5. Be a good customer
For me, turning up at someone’s coffee shop or restaurant — ordering a $3.50 cup of coffee — then using their WIFI plus occupying a table for the next 4-5 hours is bad form. Buy something, and share your table with other solo freelancers or students.
Don’t take it as a given that coffee shop owners want customers who have their head stuck in a computer for five hours, so behave in a way that gives yourself and other freelancers a great reputation. And it’s nice to build lasting relationships with the owner and staff of the venues you frequent.
Get permission before using their power to charge your laptop, and once you’re charged let someone else use it. Be respectful of the owner’s WIFI connection and don’t use it to download the movie you’re gonna watch tonight or update all your Apps. Keep your voice down when skyping or phoning clients, and use headphones if you are reviewing or editing video and audio files.
Baristas and wait staff appreciate a tip when they’ve given you great service, and they also notice when you take the time leave your table a little bit clean. It doesn’t take much to stack your dishes or push the chair in as you leave.
6. Don’t invite your friends over
You don’t have to turn into a big meanie or anti-social Annie just because you’re now a freelance writer. BUT you do have to learn to separate work time from talk time. Don’t invite your friends to coffee shops unless you can both be trusted to shut up and work.
If you look at my little screen shot of this morning’s FB messenger conversation (it’s up the top in the opening paragraph), you’ll see I broke this biggest rule in the freelance writing rulebook.

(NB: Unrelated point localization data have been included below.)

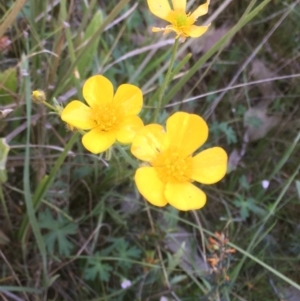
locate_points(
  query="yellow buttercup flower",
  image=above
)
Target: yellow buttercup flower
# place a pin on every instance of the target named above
(181, 22)
(109, 117)
(170, 170)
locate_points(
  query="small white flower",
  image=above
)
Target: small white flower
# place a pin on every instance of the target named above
(125, 283)
(265, 184)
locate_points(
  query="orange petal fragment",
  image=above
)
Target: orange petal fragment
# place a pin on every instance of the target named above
(98, 90)
(78, 115)
(150, 186)
(97, 141)
(209, 166)
(185, 196)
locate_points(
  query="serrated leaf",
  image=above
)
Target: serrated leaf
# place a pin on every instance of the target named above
(123, 251)
(8, 81)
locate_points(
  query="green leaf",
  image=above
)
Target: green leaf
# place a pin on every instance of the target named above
(122, 250)
(4, 149)
(8, 83)
(95, 268)
(59, 229)
(87, 58)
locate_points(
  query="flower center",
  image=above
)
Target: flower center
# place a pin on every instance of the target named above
(107, 117)
(170, 167)
(181, 20)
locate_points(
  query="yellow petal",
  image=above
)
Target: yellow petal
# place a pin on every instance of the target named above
(150, 186)
(159, 8)
(129, 98)
(186, 132)
(78, 115)
(201, 10)
(209, 166)
(185, 196)
(129, 128)
(97, 141)
(148, 142)
(98, 90)
(179, 5)
(195, 31)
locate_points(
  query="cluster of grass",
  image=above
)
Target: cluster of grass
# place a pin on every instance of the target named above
(73, 226)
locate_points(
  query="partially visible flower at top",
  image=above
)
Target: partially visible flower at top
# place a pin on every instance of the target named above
(171, 168)
(38, 96)
(109, 117)
(182, 23)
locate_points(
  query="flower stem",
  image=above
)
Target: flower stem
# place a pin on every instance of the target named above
(50, 106)
(166, 80)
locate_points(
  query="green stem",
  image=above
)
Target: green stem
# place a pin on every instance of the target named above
(50, 106)
(166, 80)
(45, 184)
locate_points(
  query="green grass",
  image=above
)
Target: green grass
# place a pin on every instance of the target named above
(72, 224)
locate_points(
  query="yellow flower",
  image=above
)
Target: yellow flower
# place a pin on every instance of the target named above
(38, 96)
(171, 168)
(181, 22)
(108, 117)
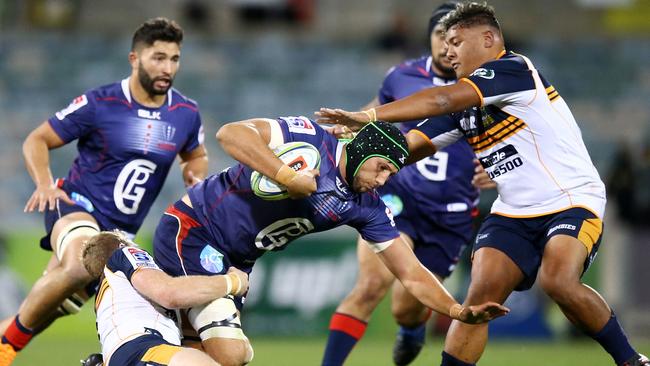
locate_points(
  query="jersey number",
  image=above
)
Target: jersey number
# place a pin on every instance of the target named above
(128, 190)
(434, 167)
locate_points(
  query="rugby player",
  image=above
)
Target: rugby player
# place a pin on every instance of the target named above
(130, 132)
(546, 222)
(221, 222)
(432, 202)
(136, 321)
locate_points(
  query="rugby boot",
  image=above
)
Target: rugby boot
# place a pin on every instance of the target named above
(94, 359)
(637, 360)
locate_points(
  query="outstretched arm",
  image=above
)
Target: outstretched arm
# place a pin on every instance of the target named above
(187, 291)
(36, 151)
(422, 284)
(248, 142)
(194, 165)
(429, 102)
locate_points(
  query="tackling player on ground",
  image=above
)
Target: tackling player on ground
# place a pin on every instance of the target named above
(546, 222)
(136, 320)
(432, 203)
(129, 133)
(222, 223)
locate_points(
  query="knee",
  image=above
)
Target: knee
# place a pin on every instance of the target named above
(557, 287)
(369, 292)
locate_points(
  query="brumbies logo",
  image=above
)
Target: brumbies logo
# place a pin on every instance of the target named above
(483, 73)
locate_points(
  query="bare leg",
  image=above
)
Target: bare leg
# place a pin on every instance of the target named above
(494, 276)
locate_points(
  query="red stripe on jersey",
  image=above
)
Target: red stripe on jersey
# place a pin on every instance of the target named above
(348, 325)
(186, 223)
(186, 105)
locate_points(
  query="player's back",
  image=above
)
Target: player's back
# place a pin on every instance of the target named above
(122, 313)
(249, 226)
(529, 142)
(125, 149)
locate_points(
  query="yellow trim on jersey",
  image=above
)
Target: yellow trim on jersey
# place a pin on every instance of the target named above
(100, 294)
(544, 213)
(424, 136)
(476, 89)
(161, 354)
(496, 134)
(552, 93)
(590, 232)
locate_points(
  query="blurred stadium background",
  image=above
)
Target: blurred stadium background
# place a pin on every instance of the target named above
(267, 58)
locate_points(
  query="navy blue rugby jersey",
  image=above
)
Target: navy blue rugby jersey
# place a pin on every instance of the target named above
(125, 149)
(442, 182)
(247, 226)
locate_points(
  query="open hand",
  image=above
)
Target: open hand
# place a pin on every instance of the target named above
(303, 184)
(353, 120)
(477, 314)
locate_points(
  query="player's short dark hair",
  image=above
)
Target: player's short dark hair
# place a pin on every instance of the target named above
(157, 29)
(470, 14)
(99, 248)
(438, 13)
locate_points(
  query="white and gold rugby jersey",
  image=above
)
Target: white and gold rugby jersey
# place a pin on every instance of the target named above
(122, 313)
(527, 140)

Lucky for me my friend got into the city, realised he had forgotten the spare key (see rule 1) and postponed our meetup. I’m going to be a whole lot smarter tomorrow when he texts tomorrow. I promise.
Please note: in the instance of inviting friends I am usually the one who doesn’t shutup.
7. Work hard, play hard
Working from a coffee shop, restaurant, or resort with an amazing view and fabulous food can be one of the best parts of being a freelancer. If you are productive and get your jobs done efficiently, you’ll still have plenty of time enjoy the view and the coffee.
So (repeating myself again) get your work done, bill your clients, and enjoy the delicious fruits of your labour. Everywhere.